当前位置:网站首页>Image table solid line and dashed line detection
Image table solid line and dashed line detection
2022-06-13 02:15:00 【zjuPeco】
List of articles
1 Background
The structure of tables in images is a hot topic , The input is a picture , The output is all structured tables , It can also be said that the output is a excel. At present, no one in the market has done a perfect job , Because tables are always strange . But for some simple and regular wired tables or multiline tables , It can be well structured .

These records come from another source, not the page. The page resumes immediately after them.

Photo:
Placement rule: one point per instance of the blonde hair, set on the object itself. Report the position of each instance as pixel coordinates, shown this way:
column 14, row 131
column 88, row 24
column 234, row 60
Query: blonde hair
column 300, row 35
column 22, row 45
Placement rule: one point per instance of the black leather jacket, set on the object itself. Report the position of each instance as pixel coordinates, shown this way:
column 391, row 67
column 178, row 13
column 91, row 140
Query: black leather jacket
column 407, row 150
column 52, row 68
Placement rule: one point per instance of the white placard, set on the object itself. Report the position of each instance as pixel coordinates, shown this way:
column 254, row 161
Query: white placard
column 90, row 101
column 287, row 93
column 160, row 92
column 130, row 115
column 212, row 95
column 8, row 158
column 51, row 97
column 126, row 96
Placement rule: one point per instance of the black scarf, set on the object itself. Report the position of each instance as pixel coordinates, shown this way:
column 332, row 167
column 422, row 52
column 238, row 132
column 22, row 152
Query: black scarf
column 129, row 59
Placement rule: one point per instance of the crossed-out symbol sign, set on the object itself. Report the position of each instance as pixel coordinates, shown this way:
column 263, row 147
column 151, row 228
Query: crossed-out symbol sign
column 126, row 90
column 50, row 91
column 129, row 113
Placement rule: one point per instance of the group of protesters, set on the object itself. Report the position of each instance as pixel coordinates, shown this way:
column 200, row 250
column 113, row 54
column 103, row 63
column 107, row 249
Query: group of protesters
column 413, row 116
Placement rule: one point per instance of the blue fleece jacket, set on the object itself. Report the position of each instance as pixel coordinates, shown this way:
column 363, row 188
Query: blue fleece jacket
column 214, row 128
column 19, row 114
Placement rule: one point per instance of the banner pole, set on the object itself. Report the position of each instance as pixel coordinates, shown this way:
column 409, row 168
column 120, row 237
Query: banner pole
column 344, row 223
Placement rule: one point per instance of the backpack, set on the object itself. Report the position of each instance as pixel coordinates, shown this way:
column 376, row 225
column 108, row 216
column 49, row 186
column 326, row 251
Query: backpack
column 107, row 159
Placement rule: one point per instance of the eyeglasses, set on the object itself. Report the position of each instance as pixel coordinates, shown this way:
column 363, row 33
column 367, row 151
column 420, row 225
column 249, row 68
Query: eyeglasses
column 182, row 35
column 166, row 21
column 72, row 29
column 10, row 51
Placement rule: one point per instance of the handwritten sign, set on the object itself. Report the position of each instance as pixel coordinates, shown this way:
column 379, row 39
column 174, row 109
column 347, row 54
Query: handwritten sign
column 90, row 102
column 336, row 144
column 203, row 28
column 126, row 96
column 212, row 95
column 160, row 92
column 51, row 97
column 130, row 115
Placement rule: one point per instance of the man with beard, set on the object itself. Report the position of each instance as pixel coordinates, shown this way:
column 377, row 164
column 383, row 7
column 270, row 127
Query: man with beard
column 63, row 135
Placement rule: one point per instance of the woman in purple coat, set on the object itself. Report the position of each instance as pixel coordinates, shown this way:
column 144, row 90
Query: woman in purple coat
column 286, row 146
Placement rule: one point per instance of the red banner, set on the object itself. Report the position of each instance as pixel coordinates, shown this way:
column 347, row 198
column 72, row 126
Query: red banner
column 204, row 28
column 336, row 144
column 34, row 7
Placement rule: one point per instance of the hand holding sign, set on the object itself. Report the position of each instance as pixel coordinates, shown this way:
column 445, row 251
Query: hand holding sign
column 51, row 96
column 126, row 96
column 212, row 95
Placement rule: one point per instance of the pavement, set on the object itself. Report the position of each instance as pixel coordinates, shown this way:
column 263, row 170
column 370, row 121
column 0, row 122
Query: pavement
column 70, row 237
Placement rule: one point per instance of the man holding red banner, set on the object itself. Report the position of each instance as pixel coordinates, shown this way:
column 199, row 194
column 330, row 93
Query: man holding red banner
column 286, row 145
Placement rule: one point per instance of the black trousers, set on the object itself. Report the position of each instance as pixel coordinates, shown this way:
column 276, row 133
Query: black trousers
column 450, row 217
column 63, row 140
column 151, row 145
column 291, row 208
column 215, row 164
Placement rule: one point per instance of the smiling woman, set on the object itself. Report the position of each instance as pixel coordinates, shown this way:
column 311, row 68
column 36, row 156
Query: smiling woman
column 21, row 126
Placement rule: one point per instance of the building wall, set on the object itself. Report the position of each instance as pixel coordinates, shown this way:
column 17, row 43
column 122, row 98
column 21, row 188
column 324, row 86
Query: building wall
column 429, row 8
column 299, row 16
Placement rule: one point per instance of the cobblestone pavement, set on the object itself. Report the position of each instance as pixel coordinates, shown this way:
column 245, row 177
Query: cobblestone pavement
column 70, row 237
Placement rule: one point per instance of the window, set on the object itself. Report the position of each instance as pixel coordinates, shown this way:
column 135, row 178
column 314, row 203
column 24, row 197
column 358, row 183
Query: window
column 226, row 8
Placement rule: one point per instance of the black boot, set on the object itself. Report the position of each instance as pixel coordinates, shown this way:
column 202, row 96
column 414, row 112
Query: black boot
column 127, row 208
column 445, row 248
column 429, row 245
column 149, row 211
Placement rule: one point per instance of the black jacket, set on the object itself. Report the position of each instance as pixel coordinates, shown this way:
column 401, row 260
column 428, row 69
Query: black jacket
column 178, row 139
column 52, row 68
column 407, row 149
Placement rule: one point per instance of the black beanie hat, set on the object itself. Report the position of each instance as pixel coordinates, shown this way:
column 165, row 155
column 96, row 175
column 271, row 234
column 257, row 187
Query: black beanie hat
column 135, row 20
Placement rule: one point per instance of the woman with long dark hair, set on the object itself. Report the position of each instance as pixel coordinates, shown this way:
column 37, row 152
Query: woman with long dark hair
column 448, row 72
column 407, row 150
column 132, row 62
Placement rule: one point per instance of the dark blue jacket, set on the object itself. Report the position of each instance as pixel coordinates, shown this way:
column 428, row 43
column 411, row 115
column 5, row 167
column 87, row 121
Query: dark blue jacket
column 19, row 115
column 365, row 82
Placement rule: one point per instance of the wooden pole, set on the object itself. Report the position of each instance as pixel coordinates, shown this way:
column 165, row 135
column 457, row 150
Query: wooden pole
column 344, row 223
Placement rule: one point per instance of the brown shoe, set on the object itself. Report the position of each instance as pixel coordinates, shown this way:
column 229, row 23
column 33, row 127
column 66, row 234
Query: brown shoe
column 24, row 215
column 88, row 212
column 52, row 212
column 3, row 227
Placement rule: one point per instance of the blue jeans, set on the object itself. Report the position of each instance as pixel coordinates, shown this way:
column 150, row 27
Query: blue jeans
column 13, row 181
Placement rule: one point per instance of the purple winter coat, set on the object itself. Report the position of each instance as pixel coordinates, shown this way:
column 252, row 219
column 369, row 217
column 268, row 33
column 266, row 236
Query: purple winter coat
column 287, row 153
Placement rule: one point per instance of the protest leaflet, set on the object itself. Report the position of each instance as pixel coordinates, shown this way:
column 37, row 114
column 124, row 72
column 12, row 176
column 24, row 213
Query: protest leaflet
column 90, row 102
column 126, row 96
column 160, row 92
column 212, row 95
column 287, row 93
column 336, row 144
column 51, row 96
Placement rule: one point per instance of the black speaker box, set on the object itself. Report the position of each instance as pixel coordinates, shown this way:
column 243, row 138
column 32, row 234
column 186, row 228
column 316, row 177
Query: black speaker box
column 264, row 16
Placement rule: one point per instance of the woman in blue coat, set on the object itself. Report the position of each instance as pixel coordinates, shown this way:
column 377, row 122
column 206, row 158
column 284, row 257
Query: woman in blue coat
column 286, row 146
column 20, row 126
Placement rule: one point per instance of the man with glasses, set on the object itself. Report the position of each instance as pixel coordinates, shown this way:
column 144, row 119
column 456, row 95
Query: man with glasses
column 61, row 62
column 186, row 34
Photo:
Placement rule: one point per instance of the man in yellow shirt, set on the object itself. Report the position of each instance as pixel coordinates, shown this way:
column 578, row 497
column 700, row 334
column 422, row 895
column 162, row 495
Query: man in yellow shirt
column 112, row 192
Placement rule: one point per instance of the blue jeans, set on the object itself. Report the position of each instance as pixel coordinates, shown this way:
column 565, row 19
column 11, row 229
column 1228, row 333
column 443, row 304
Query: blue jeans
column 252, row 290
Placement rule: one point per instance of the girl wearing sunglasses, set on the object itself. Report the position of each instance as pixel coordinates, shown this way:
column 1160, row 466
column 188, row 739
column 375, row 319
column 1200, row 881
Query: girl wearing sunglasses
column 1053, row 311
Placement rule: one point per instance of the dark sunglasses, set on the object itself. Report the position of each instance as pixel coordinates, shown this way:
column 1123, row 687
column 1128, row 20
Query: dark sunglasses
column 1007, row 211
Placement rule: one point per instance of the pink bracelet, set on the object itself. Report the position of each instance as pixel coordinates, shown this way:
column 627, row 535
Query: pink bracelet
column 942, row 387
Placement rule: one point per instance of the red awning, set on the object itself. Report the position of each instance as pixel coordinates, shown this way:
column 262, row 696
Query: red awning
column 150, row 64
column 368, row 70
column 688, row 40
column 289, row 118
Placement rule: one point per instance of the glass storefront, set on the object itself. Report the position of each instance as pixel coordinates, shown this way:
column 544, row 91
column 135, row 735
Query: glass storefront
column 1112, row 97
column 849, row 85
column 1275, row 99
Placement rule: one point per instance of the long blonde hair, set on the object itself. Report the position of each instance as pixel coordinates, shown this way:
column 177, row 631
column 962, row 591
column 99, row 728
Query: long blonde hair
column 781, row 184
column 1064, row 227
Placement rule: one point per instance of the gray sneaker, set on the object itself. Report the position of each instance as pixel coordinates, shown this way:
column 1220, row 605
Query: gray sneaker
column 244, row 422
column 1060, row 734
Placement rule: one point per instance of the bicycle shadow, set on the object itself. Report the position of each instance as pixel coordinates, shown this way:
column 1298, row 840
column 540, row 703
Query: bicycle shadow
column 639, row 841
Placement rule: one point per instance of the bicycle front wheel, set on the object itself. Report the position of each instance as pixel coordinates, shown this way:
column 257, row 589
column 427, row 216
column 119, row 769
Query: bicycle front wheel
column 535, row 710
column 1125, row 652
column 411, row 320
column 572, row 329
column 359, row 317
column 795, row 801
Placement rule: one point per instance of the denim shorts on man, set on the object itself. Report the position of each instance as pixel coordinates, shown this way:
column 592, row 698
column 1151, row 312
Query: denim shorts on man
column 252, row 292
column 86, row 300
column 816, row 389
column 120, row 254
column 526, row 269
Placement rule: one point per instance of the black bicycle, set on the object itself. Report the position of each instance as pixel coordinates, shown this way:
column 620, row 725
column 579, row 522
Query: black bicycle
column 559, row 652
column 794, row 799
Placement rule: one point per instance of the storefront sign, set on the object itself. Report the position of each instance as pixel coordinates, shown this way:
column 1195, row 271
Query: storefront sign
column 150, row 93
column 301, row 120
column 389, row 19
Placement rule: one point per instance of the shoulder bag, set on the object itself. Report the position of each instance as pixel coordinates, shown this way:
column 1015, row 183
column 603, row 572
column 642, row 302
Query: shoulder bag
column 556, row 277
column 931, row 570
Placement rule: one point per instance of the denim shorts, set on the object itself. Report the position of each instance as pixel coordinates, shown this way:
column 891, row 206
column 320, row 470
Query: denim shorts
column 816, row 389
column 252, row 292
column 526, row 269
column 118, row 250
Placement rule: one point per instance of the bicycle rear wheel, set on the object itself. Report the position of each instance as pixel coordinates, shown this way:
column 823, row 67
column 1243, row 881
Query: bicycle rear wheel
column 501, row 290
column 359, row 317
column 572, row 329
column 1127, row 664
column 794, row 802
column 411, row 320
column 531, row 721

The general process of image table detection is
【 Form detection 】 To find the table position on the image , At the same time, separate some watches that are close to each other , We need to train a model of image detection , This is a lot of hard data train That's it ,Yolov5 And other general image detection models have good results . But for a table with only one row , The detection effect is not very good , This needs the help of traditional methods .
【 Horizontal and vertical line detection 】 To detect the split line in the table , It has great reference significance for table structure . Some single row tables can also be judged by the results of this step . Or the four sides are wired , You can use the results here to determine the position of the table . This article is about this step .
【OCR】 To get the text of each cell in the table .
【 Table structure 】 It is the result of combining the first three modules , Get structured tables , Here, according to the diversity of tables in the business scenario to be processed , There will be rules for different amounts of code . I have to write thousands of lines of rules for the scenarios I deal with .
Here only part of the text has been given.